Er komen burgerschapsfora, meer internetconsultatie (meer dan de helft van de maatregelen bestaan uit het opwarmen van nietszeggende vormen van het ‘horen’ van de burger in uitlegrondes) en – ik vergeet het bijna – als klap op de vuurpijl: het aanscherpen van de Aanwijzingen inzake externe contacten van rijksambtenaren (de ‘Oekaze-Kok’ uit 1999).

Die doorbraak die we indertijd voor elkaar hebben weten te krijgen door in een interne rijksmaatregel met elkaar af te spreken dat er af en toe, als we daaraan toekomen, en als het niet te veel is gevraagd, en als het geen weekend is, en als er geen Kamervragen hoeven te worden beantwoord, en zolang het maar niet uitmondt in een WOB-verzoek, best wel een keer als Rijksambtenaren antwoord willen geven op vragen van burgers.

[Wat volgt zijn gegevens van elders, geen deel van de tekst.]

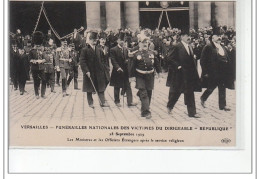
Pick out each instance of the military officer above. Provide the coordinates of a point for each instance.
(145, 64)
(94, 70)
(49, 70)
(120, 74)
(74, 67)
(62, 62)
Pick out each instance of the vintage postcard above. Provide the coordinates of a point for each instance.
(122, 74)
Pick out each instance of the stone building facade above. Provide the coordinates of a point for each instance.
(129, 14)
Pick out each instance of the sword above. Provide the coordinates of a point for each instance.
(95, 90)
(123, 94)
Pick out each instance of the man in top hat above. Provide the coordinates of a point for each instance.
(22, 69)
(37, 64)
(94, 70)
(145, 64)
(13, 64)
(216, 70)
(19, 38)
(74, 67)
(120, 75)
(104, 54)
(49, 70)
(62, 63)
(76, 40)
(184, 77)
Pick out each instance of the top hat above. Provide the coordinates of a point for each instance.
(93, 35)
(102, 35)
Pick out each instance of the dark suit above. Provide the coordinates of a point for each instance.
(22, 71)
(145, 63)
(91, 61)
(38, 72)
(219, 73)
(49, 69)
(14, 55)
(184, 80)
(74, 68)
(119, 59)
(76, 41)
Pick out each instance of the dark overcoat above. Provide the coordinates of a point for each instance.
(22, 67)
(185, 79)
(211, 65)
(119, 59)
(91, 61)
(13, 63)
(50, 62)
(34, 55)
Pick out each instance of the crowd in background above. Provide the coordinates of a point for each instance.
(161, 42)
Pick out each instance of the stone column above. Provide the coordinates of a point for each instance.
(113, 15)
(231, 14)
(222, 13)
(132, 14)
(193, 13)
(93, 15)
(204, 14)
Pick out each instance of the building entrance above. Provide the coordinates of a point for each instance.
(178, 19)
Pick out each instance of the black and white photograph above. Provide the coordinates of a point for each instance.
(122, 74)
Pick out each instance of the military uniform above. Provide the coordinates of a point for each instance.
(62, 62)
(74, 68)
(37, 69)
(49, 56)
(145, 64)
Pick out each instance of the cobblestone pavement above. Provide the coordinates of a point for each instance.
(74, 108)
(56, 111)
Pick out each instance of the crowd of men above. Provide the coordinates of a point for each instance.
(141, 54)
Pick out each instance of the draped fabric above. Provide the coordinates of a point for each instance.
(64, 16)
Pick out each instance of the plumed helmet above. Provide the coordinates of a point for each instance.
(121, 36)
(38, 38)
(93, 35)
(102, 35)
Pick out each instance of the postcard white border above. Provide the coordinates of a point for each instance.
(151, 161)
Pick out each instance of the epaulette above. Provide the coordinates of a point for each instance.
(58, 49)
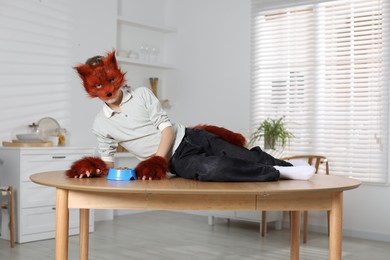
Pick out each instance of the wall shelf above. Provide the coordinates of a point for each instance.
(157, 28)
(138, 62)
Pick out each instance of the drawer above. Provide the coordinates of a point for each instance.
(43, 219)
(35, 195)
(31, 164)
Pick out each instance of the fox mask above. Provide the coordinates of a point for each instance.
(101, 76)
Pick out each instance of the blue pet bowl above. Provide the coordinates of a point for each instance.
(121, 174)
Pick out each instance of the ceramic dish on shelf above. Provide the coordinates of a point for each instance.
(28, 138)
(47, 127)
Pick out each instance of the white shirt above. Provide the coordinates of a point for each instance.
(137, 127)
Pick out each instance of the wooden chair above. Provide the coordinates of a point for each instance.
(315, 161)
(8, 202)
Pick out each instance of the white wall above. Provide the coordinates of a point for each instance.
(211, 82)
(210, 85)
(94, 34)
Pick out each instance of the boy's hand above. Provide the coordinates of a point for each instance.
(87, 167)
(154, 168)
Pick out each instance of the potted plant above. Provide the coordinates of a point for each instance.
(274, 132)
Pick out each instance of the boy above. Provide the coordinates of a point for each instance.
(136, 120)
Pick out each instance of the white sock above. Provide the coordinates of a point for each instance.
(302, 172)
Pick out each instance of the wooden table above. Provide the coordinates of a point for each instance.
(319, 193)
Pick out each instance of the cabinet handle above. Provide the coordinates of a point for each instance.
(59, 157)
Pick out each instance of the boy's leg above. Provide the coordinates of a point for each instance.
(191, 162)
(213, 145)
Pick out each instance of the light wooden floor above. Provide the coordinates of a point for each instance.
(173, 236)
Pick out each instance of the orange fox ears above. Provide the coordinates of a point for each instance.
(101, 76)
(109, 61)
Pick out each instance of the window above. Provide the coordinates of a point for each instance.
(35, 65)
(324, 65)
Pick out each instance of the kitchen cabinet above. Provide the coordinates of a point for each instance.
(35, 204)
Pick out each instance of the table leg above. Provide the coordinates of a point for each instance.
(295, 235)
(336, 227)
(84, 233)
(62, 224)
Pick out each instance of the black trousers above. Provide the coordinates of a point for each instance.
(204, 156)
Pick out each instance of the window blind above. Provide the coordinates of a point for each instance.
(34, 63)
(325, 66)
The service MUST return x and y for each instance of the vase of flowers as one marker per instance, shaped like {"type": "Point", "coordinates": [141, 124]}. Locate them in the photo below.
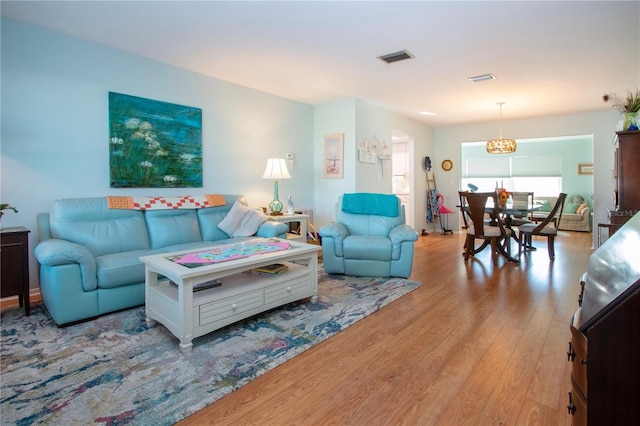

RutteDrie is Oost-Indisch doof

Je gelooft niet wat je leest als je het kabinetsstandpunt doorbladert. Oost-Indisch doof voor de analyse voor Remkes, onhandig winkelend door het Remkes-rapport en daarbij een cocktail kiezend van maatregelen die nu juist het probleem van onze democratie groter gaan maken. Die moet inclusiever en die wordt juist exclusiever met de preoccupaties van het kabinet voor de ondermijnende, ondankbare burger die zo nodig heropgevoed moet worden in onderwijs, voorlichting en nietszeggende participatietrajecten.

Dat gaat niet goed komen zo, want, zoals de Amsterdamse hoogleraar politicologie Tom van der Meer een paar jaar geleden al zei: ‘Niet de kiezer is gek’. Die gaat hier – kosmetische operaties aan het kiesstelsel of niet – waarschijnlijk mee afrekenen.